Name: dialytika, diaeresis
Adobe PS: dieresis
Unicode: 00A8, 0308
Script: Greek


History and Examples of Use

In Greek, the dialytika indicates that the second of a pair of vowels is to be pronounced as a separate vowel rather than being treated as silent or as part of a diphthong.


The form and position of the dialytika is similar to that of the Latin diaeresis, with obvious adaptation to the style of the particular Greek design, e.g. taller, more elliptical, slanted. In a font that supports both scripts, different forms for diaeresis and dialytika may be required for making composite diacritic glyphs.

There is a variant form of uppercase iota with dialytika (Ϊ) that is seen in display typography. In this variant, the two dots of the dialytika are lowered and placed one on either side of the Ι, usually a little higher than halfway up the stem. This looks best in well letterspaced all-caps.
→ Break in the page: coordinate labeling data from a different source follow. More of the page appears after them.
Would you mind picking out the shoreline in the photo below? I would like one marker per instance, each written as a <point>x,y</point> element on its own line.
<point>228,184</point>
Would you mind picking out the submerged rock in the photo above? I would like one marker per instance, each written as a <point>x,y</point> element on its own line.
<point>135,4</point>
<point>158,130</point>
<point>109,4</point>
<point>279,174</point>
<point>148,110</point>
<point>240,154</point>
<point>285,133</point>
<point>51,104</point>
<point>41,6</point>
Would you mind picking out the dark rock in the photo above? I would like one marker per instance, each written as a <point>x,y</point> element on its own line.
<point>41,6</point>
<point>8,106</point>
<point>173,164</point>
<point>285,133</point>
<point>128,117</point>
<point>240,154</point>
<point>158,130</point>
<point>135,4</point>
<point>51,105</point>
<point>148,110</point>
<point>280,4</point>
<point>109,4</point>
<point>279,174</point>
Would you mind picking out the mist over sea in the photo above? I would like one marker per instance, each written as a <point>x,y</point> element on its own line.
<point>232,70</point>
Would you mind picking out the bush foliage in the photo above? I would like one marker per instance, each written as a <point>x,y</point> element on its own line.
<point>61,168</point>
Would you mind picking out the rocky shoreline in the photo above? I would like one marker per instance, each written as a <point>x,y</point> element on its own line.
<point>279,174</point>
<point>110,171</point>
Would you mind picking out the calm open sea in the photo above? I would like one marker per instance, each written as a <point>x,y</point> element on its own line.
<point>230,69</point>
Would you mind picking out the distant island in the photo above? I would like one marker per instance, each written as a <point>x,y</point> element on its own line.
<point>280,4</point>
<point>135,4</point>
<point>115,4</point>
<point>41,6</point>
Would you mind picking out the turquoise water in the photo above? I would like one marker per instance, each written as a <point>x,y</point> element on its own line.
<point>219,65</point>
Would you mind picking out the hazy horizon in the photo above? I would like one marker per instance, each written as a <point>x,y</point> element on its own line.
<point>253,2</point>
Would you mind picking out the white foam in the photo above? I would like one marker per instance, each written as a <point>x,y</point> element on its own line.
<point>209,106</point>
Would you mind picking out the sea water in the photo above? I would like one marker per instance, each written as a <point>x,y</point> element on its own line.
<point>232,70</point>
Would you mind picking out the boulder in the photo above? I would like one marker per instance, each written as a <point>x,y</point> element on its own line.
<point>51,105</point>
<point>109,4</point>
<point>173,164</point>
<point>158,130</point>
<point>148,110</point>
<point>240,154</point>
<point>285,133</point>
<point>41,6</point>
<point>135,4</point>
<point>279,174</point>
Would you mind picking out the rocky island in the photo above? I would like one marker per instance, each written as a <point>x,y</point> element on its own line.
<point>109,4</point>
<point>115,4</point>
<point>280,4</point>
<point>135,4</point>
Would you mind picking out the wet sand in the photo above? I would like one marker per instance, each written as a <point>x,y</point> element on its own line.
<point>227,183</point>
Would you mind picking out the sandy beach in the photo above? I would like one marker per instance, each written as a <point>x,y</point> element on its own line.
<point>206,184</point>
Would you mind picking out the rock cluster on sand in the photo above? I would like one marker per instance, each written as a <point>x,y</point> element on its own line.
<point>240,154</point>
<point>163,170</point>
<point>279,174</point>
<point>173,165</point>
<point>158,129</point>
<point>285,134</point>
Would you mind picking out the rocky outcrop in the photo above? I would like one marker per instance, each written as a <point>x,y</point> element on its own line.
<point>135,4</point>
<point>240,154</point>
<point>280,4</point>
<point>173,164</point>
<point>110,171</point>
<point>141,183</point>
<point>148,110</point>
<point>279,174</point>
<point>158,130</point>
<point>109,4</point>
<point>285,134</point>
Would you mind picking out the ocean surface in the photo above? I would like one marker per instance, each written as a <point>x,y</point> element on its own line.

When Greek text is set in all-caps or small-caps, tonos and other accent marks are conventionally removed. When the tonos/oxia falls on the first of two vowels that would otherwise be pronounced as a diphthong, this indicates that the two vowels are pronounced separately (if the tonos/oxia falls on the second vowel, this indicates that the diphthong is stressed). In this situation, when the tonos/oxia is removed from the first vowel in an all-caps setting, a dialytika needs to be inserted over the second vowel to indicate that it is pronounced separately, i.e. μάινα -> ΜΑΪΝΑ.

Casing of Greek accents for all-caps and small-caps can be handled contextually in OpenType fonts using the <calt> feature.